Jennifer Rubin graduated first in her class at U.C. Berkeley’s law school. After working as a lawyer for 20 years, she began writing political commentary for well-known right-wing magazines. Now she writes The Washington Post‘s “Right Turn” blog.

The good news is that she thinks DT is a disaster.

Yesterday, she published two pieces that especially impressed me. The first, “This Is Not a Normal President”, reviews the ways in which DT seriously screwed up. It concludes:

During the first 100 days [of DT’s administration], the Republic has survived, but the GOP [i.e. the Republican Party], permanently we think, has been morally compromised and intellectually corrupted, just as many of us warned. “Everything Trump touches dies,” GOP consultant Rick Wilson is fond of saying. Trump’s victims now include a respectable Republican Party.

The second was “[DT] Suspends Disbelief – On Most Everything” . It’s one of the best explanations I’ve read of why many supposedly competent voters voted for the Orange Menace:

The country is … divided … between those who want politics to tend to their emotional needs (pride, recognition, resentment) and those who want politics to solve problems while they take care of their self-esteem and emotional well-being in other ways. Ironically, Republicans who for decades accused the left of playing to emotions rather than dealing with cold, hard facts now eschew objective reality in favor of feelings….

Trump fans think he is winning because he yells at the press, vilifies cities run by Democrats, denies climate change and demonizes immigrants. He talks and acts like they wish they could — demeaning women, stereotyping minorities, telling off experts…. It does not matter to Trump fans if the executive orders are struck down or are mere window dressing (authorizing an agency to study something it already has the power to study). He makes them feel as if they’re winning, as if they are now more important than the experts with the facts and the courts with the laws on their side. Trump fans, the quintessential Fox News viewers, revel in the know-nothingism of a hero who reflects their anger, grievances, frustration and, yes, prejudice.

It will only take a few minutes to read the whole thing. I highly recommend reading it if you still occasionally ask yourself “who the hell are these people?”
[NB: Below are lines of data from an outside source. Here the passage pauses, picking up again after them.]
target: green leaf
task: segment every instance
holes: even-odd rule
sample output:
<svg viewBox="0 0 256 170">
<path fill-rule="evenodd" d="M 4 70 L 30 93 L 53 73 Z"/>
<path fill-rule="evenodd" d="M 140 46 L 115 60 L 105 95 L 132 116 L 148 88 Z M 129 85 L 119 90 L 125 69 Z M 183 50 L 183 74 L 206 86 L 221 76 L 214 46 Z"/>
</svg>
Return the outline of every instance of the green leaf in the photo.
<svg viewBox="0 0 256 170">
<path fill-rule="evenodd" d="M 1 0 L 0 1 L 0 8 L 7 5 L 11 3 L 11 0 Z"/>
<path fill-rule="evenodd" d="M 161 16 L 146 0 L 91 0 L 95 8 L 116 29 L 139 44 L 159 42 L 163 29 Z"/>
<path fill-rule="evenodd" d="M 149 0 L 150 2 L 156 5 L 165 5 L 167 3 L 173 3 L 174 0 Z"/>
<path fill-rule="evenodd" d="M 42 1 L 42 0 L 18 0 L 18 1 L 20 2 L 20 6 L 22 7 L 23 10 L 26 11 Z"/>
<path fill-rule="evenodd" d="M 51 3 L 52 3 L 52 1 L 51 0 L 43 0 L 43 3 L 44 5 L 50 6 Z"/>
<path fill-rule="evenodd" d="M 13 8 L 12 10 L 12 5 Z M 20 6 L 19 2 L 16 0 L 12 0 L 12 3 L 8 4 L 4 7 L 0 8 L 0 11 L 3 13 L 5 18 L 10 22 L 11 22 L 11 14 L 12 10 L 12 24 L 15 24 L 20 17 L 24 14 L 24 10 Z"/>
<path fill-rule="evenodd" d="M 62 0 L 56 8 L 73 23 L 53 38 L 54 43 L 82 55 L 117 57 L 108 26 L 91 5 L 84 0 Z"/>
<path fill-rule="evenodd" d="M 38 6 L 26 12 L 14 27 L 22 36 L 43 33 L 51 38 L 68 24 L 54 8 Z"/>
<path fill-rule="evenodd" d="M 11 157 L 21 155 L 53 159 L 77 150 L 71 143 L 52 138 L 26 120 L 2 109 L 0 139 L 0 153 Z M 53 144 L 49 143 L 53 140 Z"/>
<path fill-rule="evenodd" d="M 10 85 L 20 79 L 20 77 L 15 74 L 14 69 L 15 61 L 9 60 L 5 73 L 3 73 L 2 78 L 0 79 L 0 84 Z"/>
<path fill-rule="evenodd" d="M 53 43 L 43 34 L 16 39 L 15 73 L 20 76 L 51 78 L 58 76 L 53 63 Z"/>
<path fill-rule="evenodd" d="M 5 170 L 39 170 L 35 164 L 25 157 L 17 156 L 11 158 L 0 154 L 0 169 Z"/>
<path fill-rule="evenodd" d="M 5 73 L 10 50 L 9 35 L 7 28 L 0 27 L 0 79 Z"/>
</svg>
On a related topic, I had one of those thoughts today that feel like an important insight even though they’re blindingly obvious. It came to me after watching today’s Hillary Clinton interview. At one point, she referred to some of the promises DT made during the campaign. And it occurred to me that all politicians make promises, but most voters are relatively cynical about those promises being kept. We’ve heard their promises before and we know it’s hard for politicians to get anything important done. Presidents, for example, aren’t dictators who can simply issue commands (“Make it so”). 

But DT wasn’t (and isn’t) anywhere near being a typical politician. He could make a ton of big promises, one after the other, and lots of voters thought, well, he’s not a politician, he’s different, maybe he really can do these big things he’s promising. I mean, maybe he can renegotiate all these treaties and make health insurance cheaper and bring back coal mining. He says only he can fix it! If a regular politician said that, it would sound ridiculous. But this guy is so strange, maybe he really can do what he says. Let’s give him a chance!

Of course, most of us saw through him. It was easy. But enough hopeful people in a few Midwestern states were willing to give him a chance. Now we’re paying the price for their ignorance and blinkered optimism.